14/06/2021
The statistic:
The 2 maps illustrate the change across counties in the Republican two-party vote share between the 2016 and 2012 elections and in exposure to robots between the immediate years prior to the two elections. Darker shades represent bigger positive changes in exposure to robots and in the Republican two-party vote share.
The interpretation:
These two maps retrieved from the paper “Political machinery: did robots swing the 2016 US presidential election?” (2018), suggest that there is a positive correlation between the change in exposure to robots and the change in the Republican two-party vote share.
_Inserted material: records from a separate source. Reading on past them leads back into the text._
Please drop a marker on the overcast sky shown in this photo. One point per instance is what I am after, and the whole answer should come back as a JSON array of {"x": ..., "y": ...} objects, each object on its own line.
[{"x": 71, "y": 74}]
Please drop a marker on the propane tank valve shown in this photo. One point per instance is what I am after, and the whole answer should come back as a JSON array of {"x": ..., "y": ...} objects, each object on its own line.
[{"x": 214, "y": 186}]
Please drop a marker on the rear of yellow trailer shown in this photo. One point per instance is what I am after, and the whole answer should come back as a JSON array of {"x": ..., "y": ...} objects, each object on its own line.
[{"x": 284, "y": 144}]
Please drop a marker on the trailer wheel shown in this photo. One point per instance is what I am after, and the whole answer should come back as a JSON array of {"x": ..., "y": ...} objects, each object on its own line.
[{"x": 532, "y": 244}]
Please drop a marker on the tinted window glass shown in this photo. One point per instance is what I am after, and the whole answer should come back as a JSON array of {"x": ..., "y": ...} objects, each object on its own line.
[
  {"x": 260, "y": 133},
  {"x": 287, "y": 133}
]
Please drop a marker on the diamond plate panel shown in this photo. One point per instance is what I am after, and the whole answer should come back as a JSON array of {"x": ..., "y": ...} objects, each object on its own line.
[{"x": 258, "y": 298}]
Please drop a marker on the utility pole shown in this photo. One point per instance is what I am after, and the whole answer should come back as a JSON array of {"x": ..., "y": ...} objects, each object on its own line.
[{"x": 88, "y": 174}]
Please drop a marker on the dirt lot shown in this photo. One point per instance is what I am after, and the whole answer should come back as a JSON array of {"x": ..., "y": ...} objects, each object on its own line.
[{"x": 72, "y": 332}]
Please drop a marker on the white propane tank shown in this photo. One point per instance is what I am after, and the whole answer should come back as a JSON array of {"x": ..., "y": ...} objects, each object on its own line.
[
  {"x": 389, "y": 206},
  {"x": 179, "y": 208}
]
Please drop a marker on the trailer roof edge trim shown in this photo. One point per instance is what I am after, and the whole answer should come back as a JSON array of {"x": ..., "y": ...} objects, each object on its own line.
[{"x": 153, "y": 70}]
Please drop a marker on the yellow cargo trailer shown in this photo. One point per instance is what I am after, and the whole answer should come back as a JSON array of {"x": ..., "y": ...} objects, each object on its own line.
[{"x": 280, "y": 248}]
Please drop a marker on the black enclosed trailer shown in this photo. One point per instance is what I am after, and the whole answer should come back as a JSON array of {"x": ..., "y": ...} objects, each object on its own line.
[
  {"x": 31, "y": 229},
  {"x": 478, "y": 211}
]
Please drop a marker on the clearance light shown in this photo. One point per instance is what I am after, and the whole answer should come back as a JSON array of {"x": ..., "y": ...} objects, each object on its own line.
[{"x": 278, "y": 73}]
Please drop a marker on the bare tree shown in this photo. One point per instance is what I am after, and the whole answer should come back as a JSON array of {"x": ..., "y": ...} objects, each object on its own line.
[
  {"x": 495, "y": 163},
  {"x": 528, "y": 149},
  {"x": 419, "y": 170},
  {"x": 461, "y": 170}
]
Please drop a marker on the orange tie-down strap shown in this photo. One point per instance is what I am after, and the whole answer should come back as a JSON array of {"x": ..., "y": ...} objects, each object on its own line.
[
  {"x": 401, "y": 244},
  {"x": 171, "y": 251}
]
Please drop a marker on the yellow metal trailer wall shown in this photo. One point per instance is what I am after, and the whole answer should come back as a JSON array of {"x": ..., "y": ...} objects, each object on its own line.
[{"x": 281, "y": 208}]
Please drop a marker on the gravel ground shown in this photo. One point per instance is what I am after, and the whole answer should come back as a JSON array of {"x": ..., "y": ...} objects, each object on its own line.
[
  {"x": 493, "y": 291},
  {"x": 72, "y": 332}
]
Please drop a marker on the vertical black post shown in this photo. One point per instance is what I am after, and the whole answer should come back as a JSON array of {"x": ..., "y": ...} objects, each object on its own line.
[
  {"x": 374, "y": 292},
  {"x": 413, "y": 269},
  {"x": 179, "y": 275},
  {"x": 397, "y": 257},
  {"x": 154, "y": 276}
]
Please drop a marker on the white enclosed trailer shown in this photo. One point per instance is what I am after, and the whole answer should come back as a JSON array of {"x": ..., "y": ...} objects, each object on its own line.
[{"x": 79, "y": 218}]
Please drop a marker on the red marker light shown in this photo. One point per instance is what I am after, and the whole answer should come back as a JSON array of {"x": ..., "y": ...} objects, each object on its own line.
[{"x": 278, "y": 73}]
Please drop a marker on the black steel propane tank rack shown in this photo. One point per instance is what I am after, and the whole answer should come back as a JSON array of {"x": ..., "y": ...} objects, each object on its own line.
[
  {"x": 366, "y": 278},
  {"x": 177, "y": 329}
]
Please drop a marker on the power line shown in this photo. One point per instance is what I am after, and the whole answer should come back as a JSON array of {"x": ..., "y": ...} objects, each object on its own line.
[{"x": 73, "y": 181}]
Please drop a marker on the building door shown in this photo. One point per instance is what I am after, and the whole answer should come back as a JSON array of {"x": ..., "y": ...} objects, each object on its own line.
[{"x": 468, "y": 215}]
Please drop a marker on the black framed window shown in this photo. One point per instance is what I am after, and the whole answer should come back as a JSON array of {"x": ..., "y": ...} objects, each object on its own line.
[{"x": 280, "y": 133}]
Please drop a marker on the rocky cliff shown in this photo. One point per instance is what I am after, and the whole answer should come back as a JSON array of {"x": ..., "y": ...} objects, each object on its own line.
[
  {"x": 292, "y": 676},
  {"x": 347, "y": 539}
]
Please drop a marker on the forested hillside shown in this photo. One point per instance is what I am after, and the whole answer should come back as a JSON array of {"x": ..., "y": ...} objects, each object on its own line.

To test if this relationship is causal, the authors ran a series of OLS regressions controlling for demographic and labour market characteristics. Although the effect decreased when further controls were added, the relationship was positive and statistically significant at traditional significance levels in all specifications. In their most conservative and preferred estimate, each additional unit increase in exposure to robots increased the Republican two-party vote share by on average 1.309 percentage points. Using this estimate, they found that if the use of robots had not increased in the years preceding the election, Hillary Clinton would have won Michigan, Pennsylvania, and Wisconsin, hence changing the result of the elections. Although this result has to be interpreted carefully, it shed some light on the potential effects that automation can have on political activism. Indeed, as already documented in a previous post, exposure to robots may significantly decrease wages and employment. In addition, when interpreting the elephant graph we identified the replacement of labour by robots as one factor explaining the stagnation of middle-class income in western countries. According to a poll, when unemployed workers are asked about the main reason for their situation, more than a third identify automation (Hamel et al., 2014). Thus, this paper shows that workers hurt by automation technologies are more likely to vote for radical political change, which Trump embodied in 2016.
References:
Frey, C., Berger, T., & Chen, C. (2018). Political machinery: did robots swing the 2016 US presidential election? Oxford Review of Economic Policy, 34(3), 418–442. https://doi.org/10.1093/oxrep/gry007
Hamel, L., Firth, J., and Brodie, M. (2014), Kaiser Family Foundation/New York Times/CBS News Non-Employed Poll.